The problems he has come across include ongoing incompatibility with third-party programs, device driver glitches, a sleep mode problem and endless reboots.

IT pros have voiced some of those concerns on the Technology Questions discussion board, with one administrator saying he loaded Vista SP1 on three different computers, two at home and one at work, and experienced major reductions in file copy performance over the network.

"At work, my Vista x64 SP1 station has seen an 18 to 20 fold reduction in network file copy performance between some servers. The reduction in performance is from about 40 MB/s to 600 KB/s between certain Win2K3 servers," wrote the administrator, posting under the initials NB. "Of course, this is totally unacceptable and I cannot run the machines like that. I have uninstalled SP1 from my work machine and now it's fine again."

Pietroforte said the fact that Microsoft now offers a toll-free hotline for customers having problems with Vista SP1 is another hint that this service pack is "a bit problematic" and that "it seems as if SP1 won't be able to accelerate Vista adoption."

As for possible workarounds, he said users should first try and make sure the problem is truly related to Vista SP1. From there, he recommends a careful read though Microsoft's Knowledge Base and Vista SP1 Technet forum. He added that there are three ways to get direct support from Microsoft: email, chat and phone. Of course, there's the much-publicized toll-free number, he said.

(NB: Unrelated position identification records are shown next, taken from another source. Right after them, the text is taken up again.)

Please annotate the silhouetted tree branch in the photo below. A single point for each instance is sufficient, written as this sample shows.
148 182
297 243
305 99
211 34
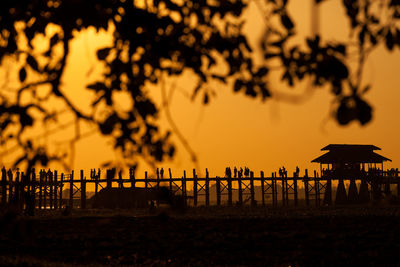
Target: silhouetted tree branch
166 37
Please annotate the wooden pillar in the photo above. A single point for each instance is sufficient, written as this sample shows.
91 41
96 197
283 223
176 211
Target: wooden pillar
17 190
286 188
61 189
109 179
50 186
120 182
306 192
296 200
253 201
262 188
218 190
45 188
353 194
33 187
40 189
158 179
240 191
71 190
132 178
274 194
328 191
170 180
194 188
4 186
183 185
56 187
316 189
341 196
364 195
398 182
283 189
83 191
207 188
229 181
10 186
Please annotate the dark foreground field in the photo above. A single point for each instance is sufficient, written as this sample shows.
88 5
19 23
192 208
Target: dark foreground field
214 236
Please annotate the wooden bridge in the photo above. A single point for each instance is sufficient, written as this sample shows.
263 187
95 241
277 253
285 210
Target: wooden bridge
46 188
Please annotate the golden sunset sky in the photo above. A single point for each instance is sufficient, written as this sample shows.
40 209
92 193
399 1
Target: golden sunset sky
234 130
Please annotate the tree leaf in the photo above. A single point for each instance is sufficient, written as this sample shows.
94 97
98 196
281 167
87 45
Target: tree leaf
103 53
22 74
32 63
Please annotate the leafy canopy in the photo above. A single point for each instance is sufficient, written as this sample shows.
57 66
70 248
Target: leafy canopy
153 39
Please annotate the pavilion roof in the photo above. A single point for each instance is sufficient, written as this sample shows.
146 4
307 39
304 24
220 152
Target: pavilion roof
350 154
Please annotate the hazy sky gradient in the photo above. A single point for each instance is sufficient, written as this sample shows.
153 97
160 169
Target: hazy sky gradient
235 130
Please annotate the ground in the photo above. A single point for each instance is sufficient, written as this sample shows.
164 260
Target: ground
205 236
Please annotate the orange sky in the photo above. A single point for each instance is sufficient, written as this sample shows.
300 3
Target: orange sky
238 131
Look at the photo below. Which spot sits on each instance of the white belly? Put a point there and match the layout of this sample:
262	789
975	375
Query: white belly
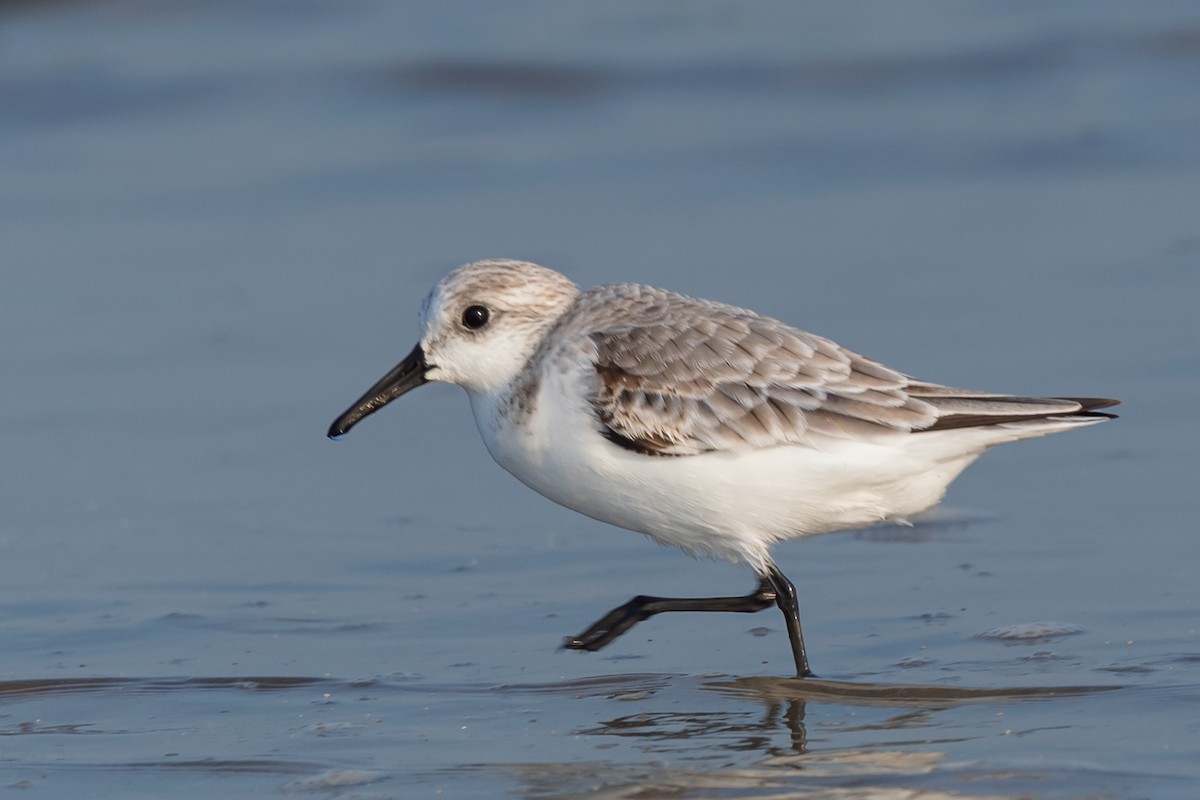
729	505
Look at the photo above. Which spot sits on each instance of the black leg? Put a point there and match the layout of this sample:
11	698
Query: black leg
785	597
625	617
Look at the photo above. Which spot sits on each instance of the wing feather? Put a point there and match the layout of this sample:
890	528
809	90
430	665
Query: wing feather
677	376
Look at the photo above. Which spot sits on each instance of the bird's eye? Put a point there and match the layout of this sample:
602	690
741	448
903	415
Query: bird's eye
475	317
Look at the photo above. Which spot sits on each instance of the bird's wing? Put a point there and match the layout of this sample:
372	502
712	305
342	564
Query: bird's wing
678	377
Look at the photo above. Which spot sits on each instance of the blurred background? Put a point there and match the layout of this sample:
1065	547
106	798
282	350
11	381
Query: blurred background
217	221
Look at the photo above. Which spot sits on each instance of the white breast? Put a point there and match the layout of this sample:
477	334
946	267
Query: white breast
729	505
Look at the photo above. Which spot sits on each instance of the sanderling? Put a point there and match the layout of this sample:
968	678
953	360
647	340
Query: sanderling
701	425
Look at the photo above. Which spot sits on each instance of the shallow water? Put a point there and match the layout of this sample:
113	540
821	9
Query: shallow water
216	224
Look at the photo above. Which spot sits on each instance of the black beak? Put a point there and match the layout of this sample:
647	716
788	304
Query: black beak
407	376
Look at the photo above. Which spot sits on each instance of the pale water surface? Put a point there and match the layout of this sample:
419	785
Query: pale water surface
216	224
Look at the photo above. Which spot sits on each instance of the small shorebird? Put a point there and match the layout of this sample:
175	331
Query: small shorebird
701	425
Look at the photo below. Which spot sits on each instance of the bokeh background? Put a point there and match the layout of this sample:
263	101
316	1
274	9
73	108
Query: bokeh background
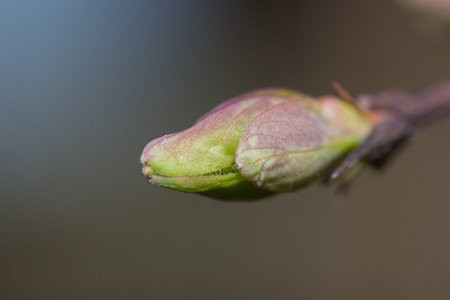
84	85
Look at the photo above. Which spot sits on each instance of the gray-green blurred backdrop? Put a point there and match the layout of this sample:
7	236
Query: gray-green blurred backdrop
84	85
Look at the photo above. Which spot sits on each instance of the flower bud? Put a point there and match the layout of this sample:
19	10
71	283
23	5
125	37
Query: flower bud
267	141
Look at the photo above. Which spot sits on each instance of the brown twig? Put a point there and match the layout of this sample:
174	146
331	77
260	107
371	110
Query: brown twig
399	116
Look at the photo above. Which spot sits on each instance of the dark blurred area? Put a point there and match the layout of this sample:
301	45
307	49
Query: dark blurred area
84	85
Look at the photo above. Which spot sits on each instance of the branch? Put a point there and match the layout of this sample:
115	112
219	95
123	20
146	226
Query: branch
399	115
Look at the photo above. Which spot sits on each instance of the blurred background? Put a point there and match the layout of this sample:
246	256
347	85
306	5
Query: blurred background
85	85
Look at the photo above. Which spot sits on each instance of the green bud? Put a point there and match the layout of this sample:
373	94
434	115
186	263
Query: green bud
267	141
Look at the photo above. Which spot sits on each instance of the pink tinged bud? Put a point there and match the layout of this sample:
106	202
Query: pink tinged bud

If all else fails, he said, the best bet is to uninstall Vista SP1 and move on.

In a follow-up email exchange, Pietroforte said that despite the challenges he listed in his blog, Vista SP1 is enterprise-ready for those who dare to deploy it.

"It is stable, drivers are available for most devices, and most software problems have been solved," he said. "If it makes sense to move to Vista is a different story. It depends on the hardware you have, if it is powerful enough. And if you have some exotic apps that don't work with Vista you have no other choice than staying with XP."

Despite Microsoft's efforts, many IT administrators are content to hold off on Vista as long as possible for the simple reason that they finally have Windows XP working the way they want it.

Rhode Island-based network engineer Edward Ziots said he's still waiting for third-party vendors to get with the program and support Vista through their applications before he even considers Vista adoption. He said he's actually more interested in the upcoming release of Windows XP Service Pack 3 than he is about "going to the Vista dark side."

In the final analysis, Pietroforte thinks Microsoft is doing everything it can to improve Vista's image. "But it seems to me sometimes that they can't cope anymore with the complexity of their own product."

The stir about SP1, meanwhile, shows how dependent Microsoft has become on third-party software and hardware vendors.

"Vista is not only a Microsoft product anymore; more third-party vendors than ever are involved," he said. "I think it is the first time that Microsoft had to postpone the release of a product at the last minute because third party vendors were not yet ready."